Valve bodies are usually made from brass, but I have not seen a pure copper valve body. It seems like the newer ones are utilizing forged and extruded manufacturing and the old ones are rough and apparently cast brass.

Would someone explain why this is? 
Why not make pipe brass?
Why not make everything copper?


----------



## ABLE1

Well being a non-plumber as you are?? And me being a non-plumber as I am. I have decided to answer your question in the simple terms that we both can understand. I will just provide words that will help rather than trying to go into the details of a metallurgist.

Structural strength
Ease of manufacturing
Long term life of product
Co$t 

Hope that gets your thread going.

Have a good weekend.

Les


----------



## KillerToiletSpider

They make brass pipe, the Carbide and Carbon in Chicago has all brass risers.


----------



## Mike's Plumbing

Almost everything in life comes down to money. When the question of WHY comes up in a manufactured part is is always about how to produce something of quality quickly and at a better profit.
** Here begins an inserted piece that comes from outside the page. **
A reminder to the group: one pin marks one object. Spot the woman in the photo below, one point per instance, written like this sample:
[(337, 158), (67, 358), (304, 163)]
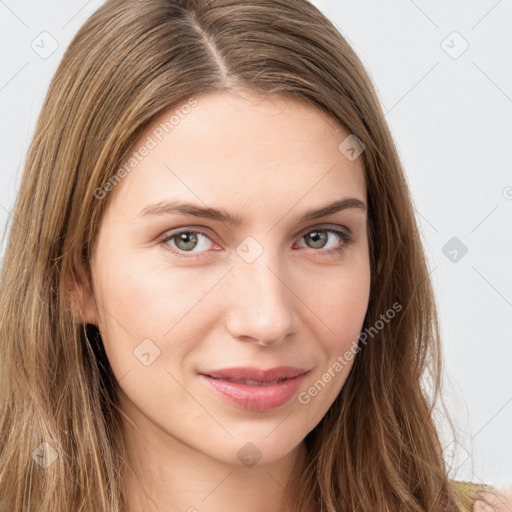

I know that in the old days the brass was always red brass and now it's a cheaper version called yellow brass. Even at the scrap yard you get a premium for red brass. Red brass has copper in it.

Copper is too soft to use as quality castings for many high abuse parts not to mention it's expensive. Again...it's always about money.

Mike


----------



## Inner10

> I know that in the old days the brass was always red brass and now it's a cheaper version called yellow brass. Even at the scrap yard you get a premium for red brass. Red brass has copper in it.


Mike they all are mostly copper.

Red brass is brass + bronze with more copper.

80+% copper with a mix of tin lead and zinc.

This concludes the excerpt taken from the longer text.